Bahkan di habitat aslinya, seperti di Papua atau Kalimantan, populasi beberapa jenis sanca mulai menyusut. Ketika suhu terus meningkat dan ruang alami menyempit, manusia dan ular akan semakin sering bertemu di ruang-ruang yang tak seharusnya mereka bagi. Dan jika krisis iklim terus dibiarkan, bukan tak mungkin suatu hari nanti, predator sunyi ini tak lagi menjadi ancaman, tetapi menjadi korban dari dunia yang semakin panas dan tak ramah
Jenis-Jenis Ular Sanca Terbesar di Dunia
-
Sanca Bodo (Python bivittatus)
Ular sanca terbesar di Asia yang dapat tumbuh hingga 7 meter dan berat 182 kg, meski rata-ratanya 3-5 meter. Tubuhnya gemuk dan kuat untuk melilit mangsa. Ular ini tersebar luas di Asia Tenggara dan menjadi spesies invasif di Florida, AS. -
Sanca Kembang (Malayopython reticulatus)
Ular terpanjang di dunia, bisa melebihi 10 meter.

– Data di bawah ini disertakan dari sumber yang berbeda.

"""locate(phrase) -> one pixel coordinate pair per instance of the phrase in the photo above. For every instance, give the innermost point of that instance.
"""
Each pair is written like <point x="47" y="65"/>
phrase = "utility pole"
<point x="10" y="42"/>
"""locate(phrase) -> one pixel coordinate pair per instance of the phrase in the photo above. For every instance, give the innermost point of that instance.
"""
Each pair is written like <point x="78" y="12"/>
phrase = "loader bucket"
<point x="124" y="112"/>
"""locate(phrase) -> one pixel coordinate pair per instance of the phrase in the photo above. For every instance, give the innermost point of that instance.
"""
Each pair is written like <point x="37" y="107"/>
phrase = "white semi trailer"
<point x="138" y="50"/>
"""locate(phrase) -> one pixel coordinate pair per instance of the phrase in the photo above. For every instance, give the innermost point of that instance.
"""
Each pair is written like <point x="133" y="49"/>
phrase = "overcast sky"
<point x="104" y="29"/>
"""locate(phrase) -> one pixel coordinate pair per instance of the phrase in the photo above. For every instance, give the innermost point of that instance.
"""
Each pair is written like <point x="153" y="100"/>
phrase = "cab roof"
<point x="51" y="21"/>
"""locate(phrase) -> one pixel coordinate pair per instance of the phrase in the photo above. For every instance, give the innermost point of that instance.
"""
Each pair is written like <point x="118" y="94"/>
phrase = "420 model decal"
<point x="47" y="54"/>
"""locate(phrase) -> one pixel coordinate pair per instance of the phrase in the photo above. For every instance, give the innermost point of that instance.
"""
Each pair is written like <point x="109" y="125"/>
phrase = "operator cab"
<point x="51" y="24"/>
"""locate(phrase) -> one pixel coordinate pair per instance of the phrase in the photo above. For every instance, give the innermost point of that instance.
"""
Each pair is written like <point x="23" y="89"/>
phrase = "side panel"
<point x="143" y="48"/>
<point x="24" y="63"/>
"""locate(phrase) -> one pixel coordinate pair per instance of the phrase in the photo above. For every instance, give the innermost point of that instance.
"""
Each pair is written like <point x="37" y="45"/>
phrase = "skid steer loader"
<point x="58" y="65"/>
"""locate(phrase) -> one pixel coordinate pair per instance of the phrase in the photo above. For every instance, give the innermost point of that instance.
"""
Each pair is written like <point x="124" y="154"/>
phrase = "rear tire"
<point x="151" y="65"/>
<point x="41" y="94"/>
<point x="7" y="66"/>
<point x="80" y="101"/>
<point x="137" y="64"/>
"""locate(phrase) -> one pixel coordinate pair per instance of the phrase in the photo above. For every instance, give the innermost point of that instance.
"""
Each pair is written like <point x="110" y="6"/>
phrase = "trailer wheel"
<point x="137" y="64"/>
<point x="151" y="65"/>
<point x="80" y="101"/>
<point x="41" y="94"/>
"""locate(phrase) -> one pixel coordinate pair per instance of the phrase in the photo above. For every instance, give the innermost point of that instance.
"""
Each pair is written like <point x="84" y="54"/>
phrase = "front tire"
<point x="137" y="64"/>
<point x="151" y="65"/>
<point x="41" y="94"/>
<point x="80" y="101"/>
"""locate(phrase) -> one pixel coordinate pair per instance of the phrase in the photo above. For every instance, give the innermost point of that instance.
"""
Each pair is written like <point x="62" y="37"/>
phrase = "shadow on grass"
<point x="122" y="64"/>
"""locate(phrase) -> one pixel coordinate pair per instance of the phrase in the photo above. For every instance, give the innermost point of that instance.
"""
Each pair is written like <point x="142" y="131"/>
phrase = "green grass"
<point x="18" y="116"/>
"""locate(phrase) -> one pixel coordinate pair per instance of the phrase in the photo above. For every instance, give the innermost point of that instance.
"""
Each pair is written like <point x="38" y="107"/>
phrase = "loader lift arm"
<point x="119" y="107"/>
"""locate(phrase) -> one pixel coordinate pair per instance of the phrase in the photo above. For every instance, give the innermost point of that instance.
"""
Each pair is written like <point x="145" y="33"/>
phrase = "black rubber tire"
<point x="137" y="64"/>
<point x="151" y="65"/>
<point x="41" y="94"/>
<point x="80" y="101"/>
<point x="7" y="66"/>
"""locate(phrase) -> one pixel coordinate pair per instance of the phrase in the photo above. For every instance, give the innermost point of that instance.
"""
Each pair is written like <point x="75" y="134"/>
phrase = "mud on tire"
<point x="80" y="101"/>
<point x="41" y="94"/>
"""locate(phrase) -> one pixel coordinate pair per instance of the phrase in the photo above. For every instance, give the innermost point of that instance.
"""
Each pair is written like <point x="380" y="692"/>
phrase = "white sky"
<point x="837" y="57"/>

Tubuhnya ramping, lincah memanjat, dan punya sensor panas untuk mendeteksi mangsa. Selain burung dan mamalia kecil, dalam kasus ekstrem, ular ini mampu memangsa manusia. -
Sanca Batu India (Python molurus)
Kerabat dekat sanca bodo dengan ukuran lebih kecil (4-6 meter). Warnanya mirip namun berpola lebih acak. Ular ini menghuni padang rumput, savana, dan bebatuan di wilayah India, Pakistan, hingga Sri Lanka. -
Sanca Patola (Simalia amethistina)
Ditemukan di Papua dan Australia, ular ini tumbuh hingga 4 meter. Tubuhnya ramping dan kuat, sering ditemukan di atas pohon. Sisiknya berkilau seperti pelangi, menjadikannya populer sebagai hewan peliharaan, meski kini terancam karena perburuan. -
Sanca Papua (Apodora papuana)
Berukuran hingga 4,3 meter, ular ini hidup di hutan dan savana Papua. Warna tubuhnya membantu kamuflase, dan perilakunya sebagai predator penyergap membuatnya efektif dalam memburu mamalia kecil secara diam-diam.